September 14th, 2012

Consider it a gift when you keenly feel the tension between doing and being. It is a positive sign of your awareness of God's call, a sign of your maturity in Christ and one of the places where every Christian may experience significant growth and renewal.

The tension between and doing can be a pressure point of pain and anguish in a sensitive and sincere pastor's heart. We are often troubled and wonder why there never seems to be enough time or energy to pray and do. This tension is often ignored, avoided, denied, or covered up. It is better that the tension be recognized, attended to, and even honored for the fertile place of growth it can be. We struggle because compassion for others compels us to act while desire for intimacy with God compels us to flee into solitude.
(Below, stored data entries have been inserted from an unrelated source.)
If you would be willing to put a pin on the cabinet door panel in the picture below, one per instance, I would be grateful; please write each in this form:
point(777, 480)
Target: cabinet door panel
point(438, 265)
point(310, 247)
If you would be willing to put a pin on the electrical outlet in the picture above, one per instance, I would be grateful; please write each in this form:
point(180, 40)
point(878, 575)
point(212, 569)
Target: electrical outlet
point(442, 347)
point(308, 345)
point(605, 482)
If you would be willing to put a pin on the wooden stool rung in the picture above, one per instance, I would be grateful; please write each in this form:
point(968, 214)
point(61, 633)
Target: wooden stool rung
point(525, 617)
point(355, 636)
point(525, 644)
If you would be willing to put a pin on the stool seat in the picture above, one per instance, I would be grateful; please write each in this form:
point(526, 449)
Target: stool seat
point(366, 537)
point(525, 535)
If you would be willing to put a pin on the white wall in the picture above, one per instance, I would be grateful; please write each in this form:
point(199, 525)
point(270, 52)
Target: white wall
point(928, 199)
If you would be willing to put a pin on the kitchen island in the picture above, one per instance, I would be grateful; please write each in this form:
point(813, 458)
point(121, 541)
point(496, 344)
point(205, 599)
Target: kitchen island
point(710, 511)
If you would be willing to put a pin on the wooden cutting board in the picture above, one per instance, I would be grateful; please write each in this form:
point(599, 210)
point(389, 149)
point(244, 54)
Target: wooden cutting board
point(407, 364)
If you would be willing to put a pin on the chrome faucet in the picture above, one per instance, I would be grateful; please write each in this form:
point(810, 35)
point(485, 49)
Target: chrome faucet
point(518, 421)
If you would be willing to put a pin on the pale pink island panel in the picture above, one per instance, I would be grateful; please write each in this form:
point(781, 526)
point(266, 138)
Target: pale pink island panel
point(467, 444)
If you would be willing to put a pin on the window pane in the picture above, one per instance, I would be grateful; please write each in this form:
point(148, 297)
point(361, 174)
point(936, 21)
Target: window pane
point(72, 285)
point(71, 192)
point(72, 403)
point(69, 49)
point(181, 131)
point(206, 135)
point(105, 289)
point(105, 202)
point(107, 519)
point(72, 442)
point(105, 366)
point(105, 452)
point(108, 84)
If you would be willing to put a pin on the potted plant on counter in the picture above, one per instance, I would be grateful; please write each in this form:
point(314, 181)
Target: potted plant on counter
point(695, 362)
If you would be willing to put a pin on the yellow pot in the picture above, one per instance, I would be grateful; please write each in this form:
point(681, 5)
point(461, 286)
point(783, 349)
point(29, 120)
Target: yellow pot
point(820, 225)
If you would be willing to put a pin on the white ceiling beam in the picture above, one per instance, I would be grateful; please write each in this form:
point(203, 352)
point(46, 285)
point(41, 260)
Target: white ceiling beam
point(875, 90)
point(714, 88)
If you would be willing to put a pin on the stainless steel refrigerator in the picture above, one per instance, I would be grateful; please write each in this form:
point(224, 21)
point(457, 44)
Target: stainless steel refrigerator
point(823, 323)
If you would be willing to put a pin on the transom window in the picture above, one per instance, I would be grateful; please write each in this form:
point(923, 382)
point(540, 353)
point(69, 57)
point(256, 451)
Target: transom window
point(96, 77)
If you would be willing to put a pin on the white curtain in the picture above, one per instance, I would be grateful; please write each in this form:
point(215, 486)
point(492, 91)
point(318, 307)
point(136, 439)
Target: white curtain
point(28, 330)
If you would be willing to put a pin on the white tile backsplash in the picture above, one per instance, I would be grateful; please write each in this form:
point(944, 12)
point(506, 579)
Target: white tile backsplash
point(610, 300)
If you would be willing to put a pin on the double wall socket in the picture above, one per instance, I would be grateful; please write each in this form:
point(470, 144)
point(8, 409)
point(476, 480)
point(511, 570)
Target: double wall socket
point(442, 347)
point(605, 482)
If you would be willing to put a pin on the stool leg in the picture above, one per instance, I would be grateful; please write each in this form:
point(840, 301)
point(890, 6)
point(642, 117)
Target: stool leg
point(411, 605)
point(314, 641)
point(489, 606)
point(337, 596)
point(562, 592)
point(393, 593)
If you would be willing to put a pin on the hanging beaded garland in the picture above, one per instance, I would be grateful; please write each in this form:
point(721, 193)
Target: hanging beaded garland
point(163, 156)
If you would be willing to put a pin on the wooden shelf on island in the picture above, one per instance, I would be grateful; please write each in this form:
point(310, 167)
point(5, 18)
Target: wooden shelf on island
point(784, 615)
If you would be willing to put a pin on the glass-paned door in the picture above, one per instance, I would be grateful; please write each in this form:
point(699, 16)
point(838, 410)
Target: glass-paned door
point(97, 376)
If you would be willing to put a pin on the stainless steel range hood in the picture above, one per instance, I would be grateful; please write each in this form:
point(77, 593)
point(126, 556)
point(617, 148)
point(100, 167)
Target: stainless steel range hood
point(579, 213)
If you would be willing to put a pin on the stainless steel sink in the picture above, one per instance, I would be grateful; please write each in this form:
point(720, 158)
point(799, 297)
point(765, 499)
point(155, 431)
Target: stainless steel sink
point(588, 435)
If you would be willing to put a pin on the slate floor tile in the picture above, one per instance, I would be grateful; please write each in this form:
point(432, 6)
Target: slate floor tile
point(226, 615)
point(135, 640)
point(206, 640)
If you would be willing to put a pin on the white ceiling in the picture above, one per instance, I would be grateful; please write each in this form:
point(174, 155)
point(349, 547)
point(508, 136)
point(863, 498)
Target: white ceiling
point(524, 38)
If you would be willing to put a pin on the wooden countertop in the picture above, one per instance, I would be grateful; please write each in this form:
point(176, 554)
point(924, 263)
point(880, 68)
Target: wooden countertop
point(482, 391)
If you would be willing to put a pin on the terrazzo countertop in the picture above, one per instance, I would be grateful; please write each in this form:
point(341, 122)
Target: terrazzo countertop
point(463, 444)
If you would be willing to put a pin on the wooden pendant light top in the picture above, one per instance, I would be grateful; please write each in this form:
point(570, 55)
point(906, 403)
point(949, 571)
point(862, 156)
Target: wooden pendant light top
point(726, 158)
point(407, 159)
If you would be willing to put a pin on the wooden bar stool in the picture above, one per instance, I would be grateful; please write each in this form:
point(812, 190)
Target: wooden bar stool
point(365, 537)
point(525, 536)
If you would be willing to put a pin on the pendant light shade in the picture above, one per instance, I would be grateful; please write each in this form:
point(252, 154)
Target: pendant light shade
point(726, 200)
To achieve a healthy balance here is to have discovered one of the keys of faithful and fruitful ministry. There is strong temptation to deny the tension and, therefore, to fall into patterns of behavior that give attention to only one part of our formation. To recognize the invitation of Jesus to follow this one pathway that includes intimacy and action, prayer and compassion, can help save us from the destructive practice of paying attention to only part of our formation in Christ.

Whether serving a small membership congregation, a mega church, or a five-point circuit, pastors are always pulled in two important directions. One is the direction of doing. Every parish and every community is need-filled enough to demand more time and energy than any pastor can possibly provide. It is these very same needs that drive pastors to their knees seeking God's help for those within their care. It is these very same needs that drive pastors to their knees seeking God's strength for their part in God's active redemption of the world. Recognizing that Christian ministry can be lonely, demanding, and even destructive, faithful pastors are driven to their knees seeking intimacy, healing, and strength that can only come from close companionship with God.

Finding a healthy balance between doing and being is a lifelong journey. It never becomes easy and it never becomes simple. But there are some marks along the pathway that have been left by those who have travelled ahead of us. We are not the first ones to experience this tension.